Here’s another article I found

http://flavor-pro.com/e-liquid-steeping-tips-mixing-shaking-and-stirring/

That’s so strange. I’ve been eyeing an appliance in my kitchen for a week now, wondering if it could or should be used.

Cleaned it up, ran a bunch alcohol over it to clean up all the junk from smoothies the kids have made, and ran my very virst 100mL batch through it tonight.

Then read this article. So funny.

What I have is something like this:

It’s a knock-off, cheap-ie but boy, did it whip the crap out of my juice. It’s been like 45 minutes and it’s still cloudy. Talk about homogenizing!

I’ll still let it sit for a bit, I’m not seeing this as speed-steeping, but what if, in the near future, the information in this article is proven, and “steeping” and time become less important due to this process.

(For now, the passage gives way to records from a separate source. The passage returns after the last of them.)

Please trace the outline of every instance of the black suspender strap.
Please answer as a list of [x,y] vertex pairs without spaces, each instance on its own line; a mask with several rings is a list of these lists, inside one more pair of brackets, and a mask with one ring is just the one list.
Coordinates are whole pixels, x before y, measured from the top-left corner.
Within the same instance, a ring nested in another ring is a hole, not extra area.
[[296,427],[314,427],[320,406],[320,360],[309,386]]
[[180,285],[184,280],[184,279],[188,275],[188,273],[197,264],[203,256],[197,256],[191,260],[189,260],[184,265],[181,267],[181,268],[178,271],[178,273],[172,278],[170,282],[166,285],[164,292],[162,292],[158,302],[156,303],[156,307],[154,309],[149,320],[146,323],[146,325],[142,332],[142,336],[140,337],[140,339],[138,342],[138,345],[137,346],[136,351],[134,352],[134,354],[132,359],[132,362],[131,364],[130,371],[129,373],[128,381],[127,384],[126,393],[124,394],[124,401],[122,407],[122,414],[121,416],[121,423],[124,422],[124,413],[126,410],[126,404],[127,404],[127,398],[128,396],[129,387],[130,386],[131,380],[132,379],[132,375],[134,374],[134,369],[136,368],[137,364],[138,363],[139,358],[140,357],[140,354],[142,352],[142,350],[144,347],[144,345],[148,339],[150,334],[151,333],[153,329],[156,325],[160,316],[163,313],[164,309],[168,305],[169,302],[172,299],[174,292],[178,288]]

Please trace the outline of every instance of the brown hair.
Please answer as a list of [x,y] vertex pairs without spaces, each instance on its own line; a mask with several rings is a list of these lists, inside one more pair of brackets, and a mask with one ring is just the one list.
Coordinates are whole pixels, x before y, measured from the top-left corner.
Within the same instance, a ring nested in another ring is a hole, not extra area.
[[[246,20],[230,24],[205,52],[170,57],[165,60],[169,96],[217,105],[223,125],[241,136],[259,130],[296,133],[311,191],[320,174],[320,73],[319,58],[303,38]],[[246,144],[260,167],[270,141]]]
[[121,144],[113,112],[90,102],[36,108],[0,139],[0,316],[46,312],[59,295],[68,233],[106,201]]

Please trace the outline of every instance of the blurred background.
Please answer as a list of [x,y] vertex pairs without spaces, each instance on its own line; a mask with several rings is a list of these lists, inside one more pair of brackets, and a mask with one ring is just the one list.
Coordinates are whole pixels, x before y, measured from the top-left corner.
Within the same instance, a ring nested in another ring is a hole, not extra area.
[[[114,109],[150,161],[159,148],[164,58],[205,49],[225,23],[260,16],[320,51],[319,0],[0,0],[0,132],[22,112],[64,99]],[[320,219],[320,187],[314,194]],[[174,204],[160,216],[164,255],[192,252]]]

I know that a big producer of juices took about 9 days or less to get an order to me, from mix to front door, telling me that time is NOT necessarily of the essence. And it wasn’t fruit, it was complex tobacco, vanilla, etcetera.

Proprietary “steeping” processes watch out - high-shear mixing, a.k.a. “whipping the devil out of it” may just be it.

I read the term “high shear mixing” from a flavor vendor, FlavorArt I think, in an email. Just a smidge of insider information?